The primary study outcomes were new-onset CKD (ICD-9-CM 580, 581, 582, 583, 584, 585, 586, 587, 588, 589, 753, 403, 404, 2504, 2741, 4401, 4421, 4473, 5724, 6421, 6462) and GN (ICD-9-CM codes: 580.0, 580.1, 580.2, 580.3, 580.4, 580.9, 590.81, 582.0, 582.1, 582.4, 582.81, 582.89, 582.9, 583.0, 583.1, 583.2, 583.4, and 583.9); final-stage CKD (end-stage renal disease [ESRD]) (ICD-9-CM 585) was the secondary outcome. Patients were followed-up for 5 years from the index date or until the development of CKD (Fig 1). Comorbidities included diabetes mellitus (ICD-9-CM 250.xx), hypertension (ICD-9-CM 362.11, 401–405, and 437.2), hyperlipidemia (ICD-9-CM 272.x), CV disease (ICD-9-CM 410–429), and obesity (ICD-9-CM 278.0x).
SPSS software version 19.0 (SPSS Inc., Chicago, IL, USA) was used for all statistical analyses. A two-sided p-value <0.05 determined statistical significance. Microsoft SQL Server 2008 software was used for data management and analysis.
Pearson’s chi-square was used to compare the distributions of demographic characteristics between patients with and without RA, and for evaluating differences between categorical variables. Cox proportional hazard regression was performed to estimate the HR and 95% CI of RA associated with CKD. The covariate-adjusted HR was analyzed after adjusting for significant factors (p-value <0.05).
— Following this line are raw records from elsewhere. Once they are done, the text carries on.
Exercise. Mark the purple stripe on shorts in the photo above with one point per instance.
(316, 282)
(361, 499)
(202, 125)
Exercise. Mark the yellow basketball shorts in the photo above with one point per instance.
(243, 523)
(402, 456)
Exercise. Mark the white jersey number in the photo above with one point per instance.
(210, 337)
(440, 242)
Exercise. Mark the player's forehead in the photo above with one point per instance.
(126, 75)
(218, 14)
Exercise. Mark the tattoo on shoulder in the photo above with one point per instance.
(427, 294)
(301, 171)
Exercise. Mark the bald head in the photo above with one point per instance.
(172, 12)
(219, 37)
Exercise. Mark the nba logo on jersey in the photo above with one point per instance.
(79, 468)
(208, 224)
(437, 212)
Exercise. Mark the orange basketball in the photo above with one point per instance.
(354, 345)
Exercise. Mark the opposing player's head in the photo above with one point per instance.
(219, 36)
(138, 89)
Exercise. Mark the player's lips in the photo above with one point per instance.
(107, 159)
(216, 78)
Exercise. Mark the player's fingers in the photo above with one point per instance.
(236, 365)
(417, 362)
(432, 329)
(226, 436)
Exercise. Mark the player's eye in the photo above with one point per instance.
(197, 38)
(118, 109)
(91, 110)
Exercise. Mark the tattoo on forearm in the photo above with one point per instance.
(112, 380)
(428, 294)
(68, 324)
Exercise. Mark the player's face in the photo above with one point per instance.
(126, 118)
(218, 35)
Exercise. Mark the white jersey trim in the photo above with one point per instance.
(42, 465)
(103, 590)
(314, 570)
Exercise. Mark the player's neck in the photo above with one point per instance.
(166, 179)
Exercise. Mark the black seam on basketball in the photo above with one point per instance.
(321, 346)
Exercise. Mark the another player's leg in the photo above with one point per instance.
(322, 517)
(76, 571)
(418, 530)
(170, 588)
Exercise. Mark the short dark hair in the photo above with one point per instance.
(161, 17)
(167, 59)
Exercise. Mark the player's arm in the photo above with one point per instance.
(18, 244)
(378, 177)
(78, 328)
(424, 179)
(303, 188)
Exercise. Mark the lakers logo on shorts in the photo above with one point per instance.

Table 1 shows the baseline distributions of demographic characteristics and clinical features, such as comorbidities and medication use, that occurred throughout the study period among patients with and without RA. There were no significant differences between RA patients and controls in gender or age. However, several comorbidities were significantly more prevalent among RA patients than controls; these included diabetes, hypertension, hyperlipidemia, CV disease, and obesity (all p <0.001). Compared with RA patients, a significantly lower proportion of controls were prescribed glucocorticoids, disease modifying antirheumatic drugs (DMARDs), non-steroidal anti-inflammatory drugs (NSAIDs) and biologics; however, some control patients also received short-term and infrequent glucocorticoids or NSAIDs for common ailments, such as upper respiratory infections, lower back pain and skin allergy (S1 Table).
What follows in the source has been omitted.